Just off West Sunflower Road in Cleveland, Miss., past Walter Sillers Coliseum, where Delta State University's basketball teams speed across the court, there's a site that celebrates an entirely different kind of competition. It may not be ready just yet, but it's closer than ever.
Take a walk toward the university's Darrell Foreman Golf Course. Instead of flags demarking golf holes, you'll find metal girders reaching two stories up. The course has changed shape, allowing for a 4.2-acre construction site. Workers from local firm Eley Barkley Engineering and Architecture and Jackson firm Dale Partners Architects alternate in activity, pushing toward an ever-impending deadline.
While the uninitiated might pass the upturned earth and steel structure without much thought, many residents of Cleveland know what it will become. It's the site of the future Grammy Museum® Mississippi, and come this fall, it will be one of the state's biggest attractions.
When Mayor Billy Nowell and the Cleveland Chamber of Commerce decided to develop a music museum in 2009, they approached Allan Hammons of Hammons & Associates advertising firm. They'd seen Hammons' vision at work when he helped design and coordinate the construction of the B.B. King Museum and Delta Interpretive Center in Indianola when he was its interim executive director. They'd also seen how that museum boosted Indianola's economy since its 2008 opening.
"I kicked some ideas around and came back with the idea that maybe we could talk the (National Academy of Recording Arts and Sciences) into building a museum in Mississippi based on the model of the (Grammy) Museum that had been built in California," Hammons says.
That first Grammy Museum, which opened in the Los Angeles LA Live entertainment complex in 2008, was a 30,000-square-foot, state-of-the-art celebration of music history.
Nowell and the chamber members agreed to the idea of building a sister museum in Cleveland, but if Hammons wanted to get a project of that size out of his head and into the history books, he would need help.

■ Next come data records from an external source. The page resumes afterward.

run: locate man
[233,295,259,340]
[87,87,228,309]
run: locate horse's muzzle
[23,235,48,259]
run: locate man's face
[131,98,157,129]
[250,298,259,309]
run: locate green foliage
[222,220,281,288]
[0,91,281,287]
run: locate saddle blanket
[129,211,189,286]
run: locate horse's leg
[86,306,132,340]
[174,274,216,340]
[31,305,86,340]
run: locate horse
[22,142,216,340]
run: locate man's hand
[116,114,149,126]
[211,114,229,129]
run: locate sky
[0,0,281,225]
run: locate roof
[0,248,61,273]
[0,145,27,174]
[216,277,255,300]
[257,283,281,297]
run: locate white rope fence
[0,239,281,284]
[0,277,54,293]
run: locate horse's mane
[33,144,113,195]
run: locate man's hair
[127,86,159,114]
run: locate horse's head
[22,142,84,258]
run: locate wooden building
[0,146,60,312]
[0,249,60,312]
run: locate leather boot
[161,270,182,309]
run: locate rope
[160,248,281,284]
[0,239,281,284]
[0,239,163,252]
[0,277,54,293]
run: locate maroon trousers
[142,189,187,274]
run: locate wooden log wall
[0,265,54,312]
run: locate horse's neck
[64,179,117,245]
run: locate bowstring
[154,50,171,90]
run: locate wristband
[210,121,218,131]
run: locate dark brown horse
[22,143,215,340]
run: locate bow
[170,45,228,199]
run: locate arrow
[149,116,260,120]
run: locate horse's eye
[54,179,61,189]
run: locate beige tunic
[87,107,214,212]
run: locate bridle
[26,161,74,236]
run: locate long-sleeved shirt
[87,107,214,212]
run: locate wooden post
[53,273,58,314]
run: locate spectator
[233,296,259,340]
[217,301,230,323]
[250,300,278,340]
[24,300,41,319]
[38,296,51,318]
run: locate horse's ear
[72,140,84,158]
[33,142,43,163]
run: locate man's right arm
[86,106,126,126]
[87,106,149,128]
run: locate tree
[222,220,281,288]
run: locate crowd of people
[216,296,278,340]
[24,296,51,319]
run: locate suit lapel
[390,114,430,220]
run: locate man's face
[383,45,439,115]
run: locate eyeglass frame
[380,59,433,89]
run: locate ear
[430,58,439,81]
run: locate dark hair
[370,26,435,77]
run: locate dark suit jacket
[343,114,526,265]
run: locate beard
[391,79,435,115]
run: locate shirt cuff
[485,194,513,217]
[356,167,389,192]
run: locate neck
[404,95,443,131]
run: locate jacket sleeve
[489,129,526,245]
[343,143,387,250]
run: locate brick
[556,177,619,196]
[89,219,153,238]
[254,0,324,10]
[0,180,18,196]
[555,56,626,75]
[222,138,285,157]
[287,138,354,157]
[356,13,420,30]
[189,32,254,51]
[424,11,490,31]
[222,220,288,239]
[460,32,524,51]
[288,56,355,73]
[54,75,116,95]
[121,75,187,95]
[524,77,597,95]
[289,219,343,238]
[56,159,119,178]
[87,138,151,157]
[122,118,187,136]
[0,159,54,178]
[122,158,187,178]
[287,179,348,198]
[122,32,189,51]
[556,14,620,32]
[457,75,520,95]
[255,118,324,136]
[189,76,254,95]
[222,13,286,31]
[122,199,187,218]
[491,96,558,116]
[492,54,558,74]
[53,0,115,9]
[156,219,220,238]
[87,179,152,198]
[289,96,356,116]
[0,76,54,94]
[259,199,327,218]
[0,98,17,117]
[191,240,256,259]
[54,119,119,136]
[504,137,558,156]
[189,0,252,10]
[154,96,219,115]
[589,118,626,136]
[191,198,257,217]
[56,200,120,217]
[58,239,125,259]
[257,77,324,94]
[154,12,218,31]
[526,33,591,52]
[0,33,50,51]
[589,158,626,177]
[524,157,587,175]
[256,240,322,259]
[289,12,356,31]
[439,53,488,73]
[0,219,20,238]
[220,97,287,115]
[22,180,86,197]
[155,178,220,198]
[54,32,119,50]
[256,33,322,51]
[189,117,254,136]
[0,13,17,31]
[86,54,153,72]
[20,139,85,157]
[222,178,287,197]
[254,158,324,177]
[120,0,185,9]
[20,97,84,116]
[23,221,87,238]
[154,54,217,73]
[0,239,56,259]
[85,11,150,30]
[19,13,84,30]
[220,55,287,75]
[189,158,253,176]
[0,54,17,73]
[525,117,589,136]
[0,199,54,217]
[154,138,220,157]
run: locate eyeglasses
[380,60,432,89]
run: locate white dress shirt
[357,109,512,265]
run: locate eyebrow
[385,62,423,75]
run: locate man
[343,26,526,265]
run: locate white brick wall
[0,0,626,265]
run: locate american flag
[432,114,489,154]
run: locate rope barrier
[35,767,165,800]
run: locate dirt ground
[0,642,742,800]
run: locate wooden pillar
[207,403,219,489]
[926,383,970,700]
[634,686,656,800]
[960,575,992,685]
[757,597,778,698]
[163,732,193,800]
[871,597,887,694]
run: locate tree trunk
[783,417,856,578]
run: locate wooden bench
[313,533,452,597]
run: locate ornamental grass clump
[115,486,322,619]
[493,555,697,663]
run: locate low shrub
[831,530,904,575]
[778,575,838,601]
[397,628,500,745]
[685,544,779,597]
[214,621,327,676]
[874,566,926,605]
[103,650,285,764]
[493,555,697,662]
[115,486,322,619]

Hammons met with major players such as Jon Hornyak, executive director of NARAS' chapter in Memphis, and Robert Santelli, executive director of the Grammy Museum® L.A., before the idea finally reached the board of NARAS.
In April 2010, the academy announced development of the Grammy Museum® Mississippi, though the project broke ground on the campus of Delta State University in June 2013. Today, construction is in full swing, and the museum is on schedule to open this fall, tentatively in September, moving quickly during the drier months of late spring and summer.
The Cleveland attraction is almost equal in size to its predecessor with much less expense, coming in under $20 million in comparison to the Los Angeles building's estimated $34 million cost.
"The Grammy Museum® Mississippi is a bigger project than the B.B. King Museum," Hammons says.
"I think, in many ways, it'll complement the B.B. King Museum because it deals not only with the history of the music that came from our state but also with the history of recorded music, period."
Hammons sees the museum as an opportunity to remind people of Mississippi's contributions to music history, including legends such as Jimmie Rodgers, Elvis Presley and B.B. King. Charley Patton grew up only five minutes from the museum site at the Dockery Farms plantation, which is now a registered landmark. Hammons says the new Grammy museum also a chance to introduce visitors to the state's hidden gems.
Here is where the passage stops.